Françoise Schepmans est bourgmestre de Molenbeek. D'où sont issus plusieurs terroristes. Alain Courtois est Premier échevin à Bruxelles. Visée le 22 mars. Tous deux libéraux, ils partagent le même besoin d'agir après l'électrochoc des attentats.

Est-ce pour ne pas laisser au ministre de l'Intérieur, Jan Jambon (N-VA), le monopole du parler vrai et de la popularité qui l'accompagne ? Françoise Schepmans, bourgmestre de Molenbeek, et Alain Courtois, Premier échevin de la Ville de Bruxelles, tous deux MR, se sont donné rendez-vous dans un café bobo flamand du bout de la rue Antoine Dansaert, à Bruxelles, en face du canal. Pour parler de radicalisme et de ce qu'il conviendrait de faire pour reconquérir une jeunesse qui largue les amarres. La question que toute la Belgique se pose après les attentats de Paris et de Bruxelles, pratiquement taboue avant ces événements. "C'était soit le déni soit l'indifférence", résume la bourgmestre de Molenbeek.
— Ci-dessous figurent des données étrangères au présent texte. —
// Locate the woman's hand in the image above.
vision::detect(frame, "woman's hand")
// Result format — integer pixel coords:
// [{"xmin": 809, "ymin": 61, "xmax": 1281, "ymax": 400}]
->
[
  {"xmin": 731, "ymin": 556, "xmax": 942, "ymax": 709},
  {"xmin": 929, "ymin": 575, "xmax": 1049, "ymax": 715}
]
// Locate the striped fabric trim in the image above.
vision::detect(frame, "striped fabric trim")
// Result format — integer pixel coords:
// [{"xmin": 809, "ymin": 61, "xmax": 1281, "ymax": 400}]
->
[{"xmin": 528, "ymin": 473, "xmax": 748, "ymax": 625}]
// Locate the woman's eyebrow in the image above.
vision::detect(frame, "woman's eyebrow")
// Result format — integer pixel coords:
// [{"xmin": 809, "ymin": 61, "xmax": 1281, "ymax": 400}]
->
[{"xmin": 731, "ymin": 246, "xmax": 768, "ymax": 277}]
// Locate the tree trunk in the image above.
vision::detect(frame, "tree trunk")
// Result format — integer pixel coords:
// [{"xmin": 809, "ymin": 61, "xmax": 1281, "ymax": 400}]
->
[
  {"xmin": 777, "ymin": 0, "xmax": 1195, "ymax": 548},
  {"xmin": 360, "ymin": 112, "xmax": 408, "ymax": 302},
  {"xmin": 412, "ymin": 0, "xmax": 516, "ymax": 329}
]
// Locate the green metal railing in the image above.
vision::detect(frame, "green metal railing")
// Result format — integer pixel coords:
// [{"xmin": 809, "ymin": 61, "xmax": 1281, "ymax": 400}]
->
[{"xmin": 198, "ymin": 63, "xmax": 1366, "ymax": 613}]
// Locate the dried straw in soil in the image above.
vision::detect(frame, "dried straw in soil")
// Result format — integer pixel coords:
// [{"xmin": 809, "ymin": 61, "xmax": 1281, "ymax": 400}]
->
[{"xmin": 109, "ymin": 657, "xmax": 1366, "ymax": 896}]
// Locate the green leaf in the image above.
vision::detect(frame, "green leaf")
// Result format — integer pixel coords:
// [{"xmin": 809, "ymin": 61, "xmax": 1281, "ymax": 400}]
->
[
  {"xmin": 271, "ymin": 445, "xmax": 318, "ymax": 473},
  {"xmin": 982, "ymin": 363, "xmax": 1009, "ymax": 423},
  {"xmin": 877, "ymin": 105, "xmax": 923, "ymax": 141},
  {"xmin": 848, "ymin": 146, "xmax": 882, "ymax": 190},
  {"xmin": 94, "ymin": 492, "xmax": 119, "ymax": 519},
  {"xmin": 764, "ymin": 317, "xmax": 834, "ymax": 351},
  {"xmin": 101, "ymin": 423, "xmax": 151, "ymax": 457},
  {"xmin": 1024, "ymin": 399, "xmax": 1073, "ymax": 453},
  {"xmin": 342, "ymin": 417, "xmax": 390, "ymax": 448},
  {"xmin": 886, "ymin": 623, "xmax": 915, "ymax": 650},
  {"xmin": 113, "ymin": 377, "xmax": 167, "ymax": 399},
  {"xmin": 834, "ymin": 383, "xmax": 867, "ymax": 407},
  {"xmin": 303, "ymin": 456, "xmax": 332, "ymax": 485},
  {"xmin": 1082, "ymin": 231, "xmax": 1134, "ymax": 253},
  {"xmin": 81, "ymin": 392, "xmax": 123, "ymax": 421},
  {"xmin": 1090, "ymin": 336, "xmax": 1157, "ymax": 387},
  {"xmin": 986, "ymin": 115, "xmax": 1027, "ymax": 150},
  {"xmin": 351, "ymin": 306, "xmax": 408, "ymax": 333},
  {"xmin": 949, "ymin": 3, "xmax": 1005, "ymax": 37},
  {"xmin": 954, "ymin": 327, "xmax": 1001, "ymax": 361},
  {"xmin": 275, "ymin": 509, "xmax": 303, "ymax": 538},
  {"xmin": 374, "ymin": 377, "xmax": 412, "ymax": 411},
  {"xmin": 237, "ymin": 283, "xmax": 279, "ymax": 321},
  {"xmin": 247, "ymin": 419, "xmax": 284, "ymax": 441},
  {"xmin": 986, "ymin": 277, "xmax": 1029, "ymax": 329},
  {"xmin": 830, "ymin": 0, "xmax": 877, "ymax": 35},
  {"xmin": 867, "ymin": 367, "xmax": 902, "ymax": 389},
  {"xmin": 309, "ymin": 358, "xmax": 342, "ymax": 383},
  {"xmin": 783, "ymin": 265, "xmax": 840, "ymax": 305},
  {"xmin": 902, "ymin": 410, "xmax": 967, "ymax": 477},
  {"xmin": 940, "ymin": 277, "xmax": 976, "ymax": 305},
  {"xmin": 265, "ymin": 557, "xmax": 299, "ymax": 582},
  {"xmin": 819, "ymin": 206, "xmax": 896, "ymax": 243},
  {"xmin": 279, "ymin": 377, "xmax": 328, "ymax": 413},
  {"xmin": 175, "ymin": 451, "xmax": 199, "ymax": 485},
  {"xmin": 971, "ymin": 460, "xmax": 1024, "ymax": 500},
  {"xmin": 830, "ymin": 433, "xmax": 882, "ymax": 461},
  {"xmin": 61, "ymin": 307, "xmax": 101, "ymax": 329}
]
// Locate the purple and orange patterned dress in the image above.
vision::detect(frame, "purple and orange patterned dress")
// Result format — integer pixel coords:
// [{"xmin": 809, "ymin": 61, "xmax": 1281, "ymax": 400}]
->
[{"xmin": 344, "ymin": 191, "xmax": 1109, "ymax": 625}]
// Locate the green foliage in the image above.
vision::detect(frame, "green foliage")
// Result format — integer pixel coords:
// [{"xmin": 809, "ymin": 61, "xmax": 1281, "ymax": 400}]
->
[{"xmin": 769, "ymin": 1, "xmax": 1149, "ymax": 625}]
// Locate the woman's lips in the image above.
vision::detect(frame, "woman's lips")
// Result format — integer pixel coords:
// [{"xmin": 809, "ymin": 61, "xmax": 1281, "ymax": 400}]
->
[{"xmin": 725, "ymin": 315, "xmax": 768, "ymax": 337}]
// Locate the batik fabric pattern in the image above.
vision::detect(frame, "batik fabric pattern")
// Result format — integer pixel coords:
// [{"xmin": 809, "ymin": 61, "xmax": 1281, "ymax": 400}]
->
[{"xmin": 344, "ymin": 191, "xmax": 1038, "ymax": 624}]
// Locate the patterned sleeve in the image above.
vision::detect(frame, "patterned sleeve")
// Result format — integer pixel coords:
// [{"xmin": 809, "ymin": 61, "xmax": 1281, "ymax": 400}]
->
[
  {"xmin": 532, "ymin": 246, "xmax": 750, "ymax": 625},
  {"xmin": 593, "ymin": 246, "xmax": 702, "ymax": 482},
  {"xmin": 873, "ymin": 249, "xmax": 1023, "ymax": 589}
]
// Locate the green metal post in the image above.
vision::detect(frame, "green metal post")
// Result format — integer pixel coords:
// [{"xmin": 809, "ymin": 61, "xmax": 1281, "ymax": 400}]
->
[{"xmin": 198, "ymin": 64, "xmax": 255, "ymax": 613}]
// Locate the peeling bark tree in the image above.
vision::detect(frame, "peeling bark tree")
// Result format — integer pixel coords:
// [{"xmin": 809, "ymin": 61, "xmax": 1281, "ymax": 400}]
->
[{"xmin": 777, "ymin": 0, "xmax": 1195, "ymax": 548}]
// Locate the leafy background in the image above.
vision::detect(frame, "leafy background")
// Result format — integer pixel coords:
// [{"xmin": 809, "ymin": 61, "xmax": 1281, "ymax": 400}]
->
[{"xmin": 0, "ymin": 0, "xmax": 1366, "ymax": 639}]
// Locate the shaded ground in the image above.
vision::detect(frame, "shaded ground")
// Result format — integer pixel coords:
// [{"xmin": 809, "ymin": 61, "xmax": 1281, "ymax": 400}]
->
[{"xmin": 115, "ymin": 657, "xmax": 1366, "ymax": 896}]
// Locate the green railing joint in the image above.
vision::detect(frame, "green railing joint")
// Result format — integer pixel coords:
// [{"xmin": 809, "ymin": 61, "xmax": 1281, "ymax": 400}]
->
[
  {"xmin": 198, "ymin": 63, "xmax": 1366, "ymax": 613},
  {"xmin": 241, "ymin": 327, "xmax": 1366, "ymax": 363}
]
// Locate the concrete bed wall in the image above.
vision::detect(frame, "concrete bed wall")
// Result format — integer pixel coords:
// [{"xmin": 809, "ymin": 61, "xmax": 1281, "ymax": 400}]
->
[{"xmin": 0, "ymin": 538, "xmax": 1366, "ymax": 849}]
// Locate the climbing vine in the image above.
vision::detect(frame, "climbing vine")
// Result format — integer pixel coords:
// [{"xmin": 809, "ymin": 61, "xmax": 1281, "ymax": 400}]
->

Le lieu du rendez-vous n'a pas été choisi au hasard. De l'autre côté du quartier Dansaert s'étendent les rues de Molenbeek où ont grandi les terroristes aujourd'hui connus du monde entier : les Abaoud, Abdeslam, Abrini et compagnie. Pour avoir nourri les frères El Bakraoui et Bilal Hadfi dans ses "quartiers" difficiles (Laeken, Neder-over-Heembeek), Bruxelles-Ville n'est pas dispensée d'autocritique. Passer le pont pour tenter d'en jeter d'autres, est-ce tout ce qui reste aux élus de base ?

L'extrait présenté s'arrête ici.